Au pays où la technique au cinéma s'apprend en vingt minutes douche comprise, le cinéma virtuel fut tour à tour assimilé à de la rotoscopie, à de l'animation 3D, à de la motion capture vieille de vingt-cinq ans et même à une bien curieuse "capture motion". (1) Pourtant n'importe quel bout de making of permet de saisir les enjeux du procédé : débarrassé de toute contraintes physiques propres aux tournages traditionnels (lumière, son, machinerie, figuration, répétitions, costumes, maquillages, marquages, décors, pellicule et mille autres paramètres), le réalisateur se contente de capturer le jeu de ses acteurs libres de tout mouvement, au rythme désiré, et pourra, quand il le décidera, penser sa mise en scène en la construisant autour de la performance des comédiens.

Mais coincé entre les aprioris inhérents à l'innovation technologique et les conventions de la représentation toujours très longues à évoluer (lire The uncanny valley), le cinéma virtuel était taxé de bien des maux (Cf.
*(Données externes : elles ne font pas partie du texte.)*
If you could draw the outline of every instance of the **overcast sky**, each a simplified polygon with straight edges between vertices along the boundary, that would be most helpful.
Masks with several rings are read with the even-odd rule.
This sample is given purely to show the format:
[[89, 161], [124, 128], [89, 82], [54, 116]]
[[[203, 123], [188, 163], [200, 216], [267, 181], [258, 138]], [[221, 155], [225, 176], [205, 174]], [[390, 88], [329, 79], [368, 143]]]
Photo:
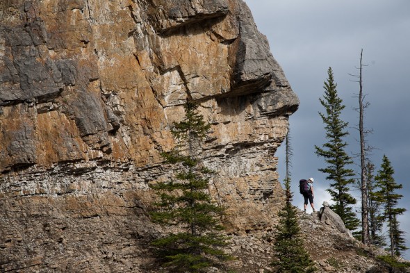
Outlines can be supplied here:
[[[315, 179], [315, 204], [320, 208], [330, 201], [329, 181], [318, 169], [325, 166], [314, 145], [326, 142], [318, 112], [327, 69], [333, 69], [339, 97], [345, 105], [341, 119], [349, 122], [347, 151], [359, 151], [354, 128], [359, 114], [357, 78], [360, 51], [363, 50], [363, 92], [370, 105], [365, 127], [373, 150], [376, 170], [386, 154], [395, 169], [395, 182], [403, 185], [399, 206], [408, 210], [399, 218], [407, 231], [410, 247], [410, 1], [409, 0], [246, 0], [260, 32], [269, 40], [270, 50], [283, 68], [292, 89], [299, 96], [299, 110], [290, 117], [293, 158], [292, 179], [295, 205], [302, 208], [297, 183]], [[282, 145], [284, 146], [284, 145]], [[279, 172], [284, 177], [284, 152], [281, 148]], [[359, 158], [354, 159], [359, 163]], [[348, 166], [358, 170], [356, 165]], [[359, 195], [359, 192], [354, 193]], [[357, 210], [360, 209], [358, 199]], [[410, 259], [410, 251], [404, 255]]]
La Légende De Beowulf) tandis que des cinéastes ayant un peu contribué à l'essor des images nouvelle génération les décennies précédentes (Spielberg, Jackson, Cameron, très simplement) s'y intéressaient de près. Qu'ils parviennent à embarquer dans leurs transes technophiles des acteurs aussi concernés par la perfection de leurs prestations que Tom Hanks, John Malkovich, Crispin Glover, Jim Carrey, Robin Wright Penn, Gary Oldman, Bob Hopskins ou Sigourney Weaver ne plaidait évidemment pas en faveur de cette capture-motion-rotoscopée-où-c-est-l-ordinateur-qui-fait-tout-ma-bonne-dame. (2)
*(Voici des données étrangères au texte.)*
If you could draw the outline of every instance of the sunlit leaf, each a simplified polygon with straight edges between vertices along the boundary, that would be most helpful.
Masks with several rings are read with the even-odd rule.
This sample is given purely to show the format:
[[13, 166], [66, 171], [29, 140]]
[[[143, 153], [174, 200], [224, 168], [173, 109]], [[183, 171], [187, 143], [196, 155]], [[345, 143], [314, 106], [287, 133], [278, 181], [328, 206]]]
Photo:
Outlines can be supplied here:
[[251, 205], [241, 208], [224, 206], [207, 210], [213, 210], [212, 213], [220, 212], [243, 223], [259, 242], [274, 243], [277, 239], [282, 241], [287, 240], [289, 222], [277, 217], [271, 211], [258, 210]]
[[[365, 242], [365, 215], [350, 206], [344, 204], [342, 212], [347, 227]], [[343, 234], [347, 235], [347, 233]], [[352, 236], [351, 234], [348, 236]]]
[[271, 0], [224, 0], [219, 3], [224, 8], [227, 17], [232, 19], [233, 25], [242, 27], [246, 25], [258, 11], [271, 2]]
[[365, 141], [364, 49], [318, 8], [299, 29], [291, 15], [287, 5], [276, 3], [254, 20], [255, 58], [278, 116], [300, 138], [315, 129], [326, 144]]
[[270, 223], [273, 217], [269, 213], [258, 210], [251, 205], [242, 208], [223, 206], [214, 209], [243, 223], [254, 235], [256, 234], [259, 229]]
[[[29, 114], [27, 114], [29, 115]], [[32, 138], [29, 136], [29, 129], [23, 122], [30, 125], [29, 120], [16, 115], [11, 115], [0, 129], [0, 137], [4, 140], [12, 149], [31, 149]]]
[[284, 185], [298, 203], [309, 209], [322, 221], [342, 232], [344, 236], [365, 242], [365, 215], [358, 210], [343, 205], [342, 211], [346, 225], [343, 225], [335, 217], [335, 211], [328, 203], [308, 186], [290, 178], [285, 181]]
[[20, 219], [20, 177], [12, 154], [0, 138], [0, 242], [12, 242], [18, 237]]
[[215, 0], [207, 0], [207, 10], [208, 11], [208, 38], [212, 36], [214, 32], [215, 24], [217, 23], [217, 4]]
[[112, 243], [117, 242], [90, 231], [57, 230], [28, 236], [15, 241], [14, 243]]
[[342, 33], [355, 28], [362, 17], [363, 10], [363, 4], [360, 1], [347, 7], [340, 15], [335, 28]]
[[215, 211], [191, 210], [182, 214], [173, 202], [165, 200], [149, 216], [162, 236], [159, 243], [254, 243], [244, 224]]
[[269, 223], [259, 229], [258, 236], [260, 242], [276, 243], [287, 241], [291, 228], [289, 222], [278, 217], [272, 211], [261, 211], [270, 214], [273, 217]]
Les Aventures De Tintin : Le Secret De La Licorne
 

S'il ne fait pas tout, il libère de la lourdeur d'un tournage classique, et c'est déjà pas mal. Mieux : il libère la caméra. Le fantasme ultime de tout cinéaste se concrétise, et si l'on se prend à rêver aux résultats qu'auraient livrés les défricheurs obnubilés par l'idée d'enrichir la grammaire cinématographique (imaginons un Hitchcock avec pareil outil), ne perdons pas de vue que ce sont quelques uns des plus grands fantasmes de cinéphiles qui prennent vie ces temps-ci sur nos écrans ! Après l'Avatar de Cameron, c'est au tour d'une autre arlésienne du 7ème Art de pointer son nez dans les salles : Tintin par Spielberg. Autant prévenir tout de suite : le Steven s'est lâché.

Quelque part, la frustration engendrée par l'abominable expérience de
Indiana Jones IV cornaqué par un George Lucas à côté de ses pompes depuis 1982 fut une bonne chose tant Spielberg semble avoir refourgué dans cette adaptation mainte fois repoussée toute l'énergie créatrice bridée par le Goitre. Chapeauté par une assez folle dream team (Jackson, mais aussi Steven Doctor Who Moffat, Joe Attack The Block Cornish, Edgar Scott Pilgrim Wright, Richard Taylor et Weta…), ce Tintin nouvelle époque comble largement nos attentes tant il se révèle époustouflant à chaque instant.
Dès le superbe générique d'ouverture passé, Spielberg justifie sa réappropriation par le biais d'une scène admirable de tendresse et de déférence envers Hergé. Une idée brillante, loin d'être la dernière, permettant à l'auteur de
1941 de déborder en toute légitimité des cases du Maître. (3) Car si Spielberg opte pour le cinéma virtuel, ce n'est pas pour se laisser brider par la sacro-sainte fidélité à l'œuvre aléatoirement exigée par les fans (vous avez les bonjours de Peyo et Tardi). On comprend que pour des Robert Rodriguez ou Zach Snyder "respect de la BD" équivaut à du statisme gériatrique fait de combinaisons fonds bleus / filtres ringards tout juste suffisant pour être acclamé par la presse. De Spielberg on en attend un peu plus.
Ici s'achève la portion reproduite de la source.